Feature Selection¶

Pearson correlation¶

The Pearson correlation coefficient was introduced by Karl Pearson in 1886. It is a measure of the linear correlation between two random variables X and Y. Its values range from -1 to 1. The value 0 indicates no linear correlation between X and Y. The value -1 indicates a total negative correlation and +1 indicates a total positive correlation between X and Y. It is defined on real-value variables.

The main drawback of the Pearson correlation coefficient is that it can only detect linear correlations. The Pearson correlation coefficient is a parametric measure, since it assumes that the distribution of each attribute can be described using a gaussian distribution. In the real world, correlations are not necessarily of linear nature.

ibmdbpy.feature_selection.pearson(self, *args, **kwds)[source]¶

Compute the pearson correlation coefficients between a set of features and a set of target in an IdaDataFrame. Provide more granualirity than IdaDataFrame.corr

Parameters:	idadf : IdaDataFrame target : str or list of str, optional A column or list of columns against to be used as target. Per default, consider all columns features : str or list of str, optional A column or list of columns to be used as features.
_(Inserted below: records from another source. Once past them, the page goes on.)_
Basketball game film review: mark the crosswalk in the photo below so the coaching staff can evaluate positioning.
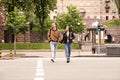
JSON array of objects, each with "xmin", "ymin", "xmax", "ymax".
[{"xmin": 34, "ymin": 58, "xmax": 45, "ymax": 80}]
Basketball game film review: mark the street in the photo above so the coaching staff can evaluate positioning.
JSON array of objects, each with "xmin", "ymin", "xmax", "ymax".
[{"xmin": 0, "ymin": 57, "xmax": 120, "ymax": 80}]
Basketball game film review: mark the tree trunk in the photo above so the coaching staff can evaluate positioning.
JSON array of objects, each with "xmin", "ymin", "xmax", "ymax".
[{"xmin": 14, "ymin": 35, "xmax": 16, "ymax": 54}]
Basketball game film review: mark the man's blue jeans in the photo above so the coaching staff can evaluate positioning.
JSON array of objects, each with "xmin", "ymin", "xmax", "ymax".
[
  {"xmin": 64, "ymin": 43, "xmax": 72, "ymax": 59},
  {"xmin": 50, "ymin": 41, "xmax": 58, "ymax": 59}
]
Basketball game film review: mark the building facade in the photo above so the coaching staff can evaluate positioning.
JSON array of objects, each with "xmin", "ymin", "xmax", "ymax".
[{"xmin": 52, "ymin": 0, "xmax": 119, "ymax": 20}]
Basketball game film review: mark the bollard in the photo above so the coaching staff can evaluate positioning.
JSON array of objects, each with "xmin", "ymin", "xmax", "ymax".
[
  {"xmin": 10, "ymin": 50, "xmax": 13, "ymax": 57},
  {"xmin": 0, "ymin": 49, "xmax": 2, "ymax": 58}
]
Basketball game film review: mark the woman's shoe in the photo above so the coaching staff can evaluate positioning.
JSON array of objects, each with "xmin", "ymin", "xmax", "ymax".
[{"xmin": 51, "ymin": 59, "xmax": 55, "ymax": 63}]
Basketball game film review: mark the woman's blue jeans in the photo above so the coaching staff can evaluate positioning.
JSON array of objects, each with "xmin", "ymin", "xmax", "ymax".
[
  {"xmin": 50, "ymin": 41, "xmax": 58, "ymax": 59},
  {"xmin": 64, "ymin": 43, "xmax": 72, "ymax": 59}
]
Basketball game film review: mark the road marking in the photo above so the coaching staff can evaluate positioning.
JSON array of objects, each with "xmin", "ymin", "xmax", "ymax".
[{"xmin": 34, "ymin": 58, "xmax": 45, "ymax": 80}]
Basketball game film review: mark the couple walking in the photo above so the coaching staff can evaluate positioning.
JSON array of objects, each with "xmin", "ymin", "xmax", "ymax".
[{"xmin": 48, "ymin": 22, "xmax": 75, "ymax": 63}]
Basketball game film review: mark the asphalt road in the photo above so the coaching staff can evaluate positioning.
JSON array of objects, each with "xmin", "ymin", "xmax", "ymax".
[{"xmin": 0, "ymin": 57, "xmax": 120, "ymax": 80}]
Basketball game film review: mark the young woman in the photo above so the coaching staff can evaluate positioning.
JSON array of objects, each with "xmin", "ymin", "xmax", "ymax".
[
  {"xmin": 48, "ymin": 22, "xmax": 61, "ymax": 62},
  {"xmin": 61, "ymin": 26, "xmax": 75, "ymax": 63}
]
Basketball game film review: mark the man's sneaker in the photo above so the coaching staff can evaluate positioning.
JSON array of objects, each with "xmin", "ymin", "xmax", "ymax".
[
  {"xmin": 51, "ymin": 59, "xmax": 55, "ymax": 62},
  {"xmin": 67, "ymin": 61, "xmax": 70, "ymax": 63}
]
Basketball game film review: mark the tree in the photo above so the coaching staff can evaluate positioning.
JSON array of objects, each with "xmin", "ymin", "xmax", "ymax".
[
  {"xmin": 57, "ymin": 5, "xmax": 84, "ymax": 33},
  {"xmin": 2, "ymin": 0, "xmax": 57, "ymax": 42},
  {"xmin": 6, "ymin": 7, "xmax": 28, "ymax": 53}
]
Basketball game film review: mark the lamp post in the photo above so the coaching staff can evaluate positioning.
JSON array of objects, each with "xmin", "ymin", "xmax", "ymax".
[{"xmin": 77, "ymin": 22, "xmax": 81, "ymax": 55}]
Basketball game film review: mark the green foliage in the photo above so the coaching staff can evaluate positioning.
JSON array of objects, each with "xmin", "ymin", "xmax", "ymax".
[
  {"xmin": 104, "ymin": 20, "xmax": 120, "ymax": 28},
  {"xmin": 57, "ymin": 5, "xmax": 85, "ymax": 33},
  {"xmin": 0, "ymin": 43, "xmax": 80, "ymax": 50},
  {"xmin": 6, "ymin": 7, "xmax": 28, "ymax": 34}
]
Per default, consider all columns. ignore_indexer : bool, default: True Per default, ignore the column declared as indexer in idadf
Returns:	Pandas.DataFrame or Pandas.Series if only one target

Notes

Input columns as target and features should be numerical.

Examples

>>> idadf = IdaDataFrame(idadb, "IRIS")
>>> pearson(idadf)

Spearman rank correlation¶

Spearman rank correlation, also called grade correlation, is a non-parametric measure of statistical dependence. It assesses how well the relationship between two random variables X and Y can be described using a monotonous function. It corresponds to the Pearson correlation applied to the rank of two real random variables X and Y.

The Spearman rank correlation is interesting because it is not limited to measuring linear relationships and can be applied to discrete ordinal values. Note however that it still cannot be applied to categorical attributes, such as non-numerical value.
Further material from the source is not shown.